Rainbow Fairy

BASICS OF VERBAL SELF-DEFENSE 201
Lesson 1 - Explanation of Verbal Violence

Son: Don't you even care that I'm failing Algebra because you won't buy me a good calculator?
Mom: Of course I care! I just don't think a calculator should cost $75!
Son: Tony has a $75 calculator, and he's getting straight A's.
Mom: Well, Tony's dad is a doctor; he can afford to waste money on expensive toys. I'm not made of cash, you know. Someone has to work to support this family.
Son: How come my calculator is an "expensive toy," but your new jacket isn't?
Mom: My jacket is none of your business. I'm the adult here, and I'll make the financial decisions for the family!
Son: Well, I think you're making pretty lousy ones. And they're making me fail Algebra.
Mom: You're failing Algebra because you won't do your homework! Maybe if you're grounded for two weeks you'll have enough time to concentrate on your school work!

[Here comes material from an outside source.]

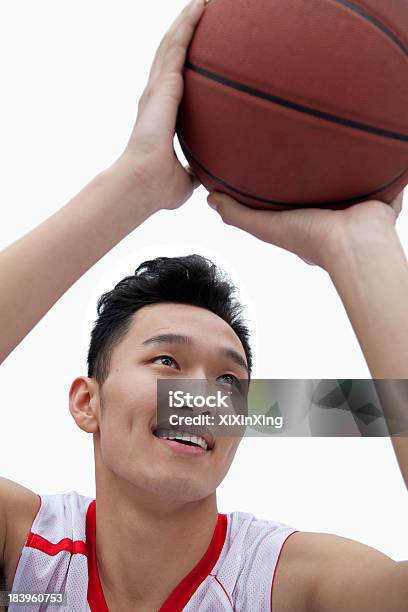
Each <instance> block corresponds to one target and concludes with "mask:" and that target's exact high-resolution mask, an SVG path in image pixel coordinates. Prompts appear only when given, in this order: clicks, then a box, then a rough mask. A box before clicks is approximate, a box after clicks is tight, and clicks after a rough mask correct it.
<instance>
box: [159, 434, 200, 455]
mask: <svg viewBox="0 0 408 612" xmlns="http://www.w3.org/2000/svg"><path fill="white" fill-rule="evenodd" d="M154 437H155V438H156V440H158V441H159V442H161V443H162V444H164V445H165V446H167V448H168V449H169V450H170V451H171V452H173V453H176V454H177V455H182V456H185V457H202V456H203V455H206V454H207V453H209V452H211V451H210V449H208V450H206V451H205V450H204V449H203V448H201V446H189V445H187V444H180V442H176V441H175V440H164V439H163V438H157V437H156V436H154Z"/></svg>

Well, that went poorly. And very likely, neither of those two people had any idea how they wound up in such a bitter argument. Both of them are left feeling angry and misunderstood.

A wizard needs to be aware of his environment-and that includes his social surroundings. A wizard needs to be a good communicator, one who understands what people really mean, and knows how to get his own meanings across to others. He doesn't get stuck in fights (verbal or physical) that he didn't expect, and he doesn't start conflicts by accident, or just to see how much trouble he can stir up.

Son: Don't you even care that I'm failing Algebra because you won't buy me a good calculator?
Mom: Where did you get the idea that I don't care about your grades?
Son: If you did care, you'd get me a calculator that works.
Mom: What kind of calculator do you need?
Son: One of those scientific calculators like Tony has. It does everything! Otherwise I can't do the homework.
Mom: We can't afford a calculator like Tony's right now. Can you work with the scientific calculator on the computer?
Son: I guess so. But that's such a pain.
Mom: I know. But that's what we've got right now. Maybe if I put in a bit of overtime, we'll be able to get it for next semester. Okay?
Son: Okay.

Son is probably not entirely happy with this, either. But the two of them aren't yelling at each other, and the subject of "a better calculator for Algebra" isn't likely to start a screaming match the next time Son brings it up.

Verbal violence is very common in America today; it's not often recognized as a problem, so very few people are looking for solutions to it. Much "schoolyard teasing" is a form of verbal violence, where some kids work to make other kids feel bad about themselves.

The World Verbal Self-Defense League FAQ for Kids talks about what's wrong with this, and what kind of problems can be caused by "just teasing."

Their page about Why You Should Master Verbal Self Defense has a good description of verbal conflict, and why it's important to learn about it. You might think the worst verbal violence is insults, obscenities, and put-downs… but those are crude versions. They're common among children (including teenagers) and people who are so upset they can't think straight, but they aren't the worst or most common attacks. Most verbal attacks are more subtle than that, and aren't as easy to brush aside with, "well, that's just wrong."

Verbal abuse isn't limited by age, race, gender, or social status… some of the worst verbal abusers are people who have no perceived power of their own, so they lash out with their words. Small children are often very adept at this-the four-year-old who says "my REAL Mommy wouldn't MAKE me eat broccoli!" is just as much a verbal attacker as the teacher who says, "Someone who actually WANTED a passing grade wouldn't ALWAYS hand their assignments in LATE."

Just like physical martial arts, a master of verbal self-defense almost never faces direct verbal violence; she's learned to avoid or prevent the situations that cause it. And just like the physical martial arts, a master of it often seems calm, focused, and relaxed, and ready to handle any situation-and these are very much traits a wizard needs to learn.

Task:
DISCUSSION FORUM: List at least 3 examples of verbal violence from different movies or TV shows.